Türkiye görevini yaptı... Sıra Kürt halkında!
Başbakan Tayyip Erdoğanın en büyük özelliklerinden biri de, verdiği sözü tutmasıdır.
Buna, Başbakanlığı döneminde çok şahit olduk... Ama, Erdoğan, Başbakan olmadan önce de verdiği sözü tutardı...
Tarih, 30 Kasım 1996dır.
Tayyip Erdoğan, İstanbul Büyükşehir Belediye Başkanı olarak dönemin İSKİ Genel Müdürü Veysel Eroğlu ile birlikte Kazandere Barajının temelini atmaktadır... Bu baraj, yılda 100 milyon metreküp su temin edecek ve 1 milyon 700 bin İstanbullunun su ihtiyacını karşılayacaktır!..
Temel atma töreninde bir söz verir Tayyip Erdoğan...

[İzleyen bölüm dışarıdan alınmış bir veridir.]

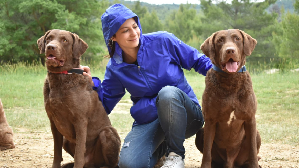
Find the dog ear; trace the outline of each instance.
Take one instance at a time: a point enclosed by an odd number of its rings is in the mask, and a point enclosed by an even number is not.
[[[39,54],[42,54],[45,53],[45,45],[46,44],[46,37],[51,31],[52,30],[51,30],[47,31],[45,35],[42,36],[41,37],[37,40],[37,46],[38,46],[38,49],[40,51],[40,53]]]
[[[205,55],[212,59],[215,56],[215,47],[214,46],[214,39],[216,33],[208,38],[200,46],[200,49]]]
[[[250,35],[240,30],[243,38],[243,52],[245,55],[250,55],[255,48],[257,40]]]
[[[73,57],[78,59],[85,52],[88,45],[74,33],[72,33],[74,42],[73,44]]]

Kameraların önünde der ki;
Bugün burada temelini attığımız Kazandere Barajının açılışını da; Allah nasip ederse 2 Ağustos 1997de ve yine saat 12.00de, birlikte yapacağız!
Şu hâle bakın...
Bu, ne biçim Belediye Başkanıdır ki; alınan ihalelerin aylar-yıllar sonra bitirilebildiği bir ülkede, bırakın gün vermeyi, açılışın saatini veriyor!..
30 Kasım 1996da ve de saat 12.00de temelini attığı barajın, 2 Ağustos 1997de, ve de saat 12.00de açılacağını söylüyor!..
Hiç unutmam...
Tayyip Erdoğan, o temel atma töreninde Allah nasip ederse demişti ya, bazı gazeteler, ertesi gün alaycı başlıklar atmışlardı;
İşimiz Allaha kaldı!!!
Sonra, o tarih geldi çattı...
Ne oldu, biliyor musunuz;
Kazandere Barajı, Tayyip Erdoğanın söz verdiği tarihte, evet 8 ay sonra, yani 2 Ağustos 1997 tarihinde ve tam saat 12.00de hizmete açıldı...
Böylece;
İşimiz Allaha kaldı diye başlık atıp, alay edenler; rahmetli Turgut Özalın deyimiyle kıçlarının üstüne oturdular!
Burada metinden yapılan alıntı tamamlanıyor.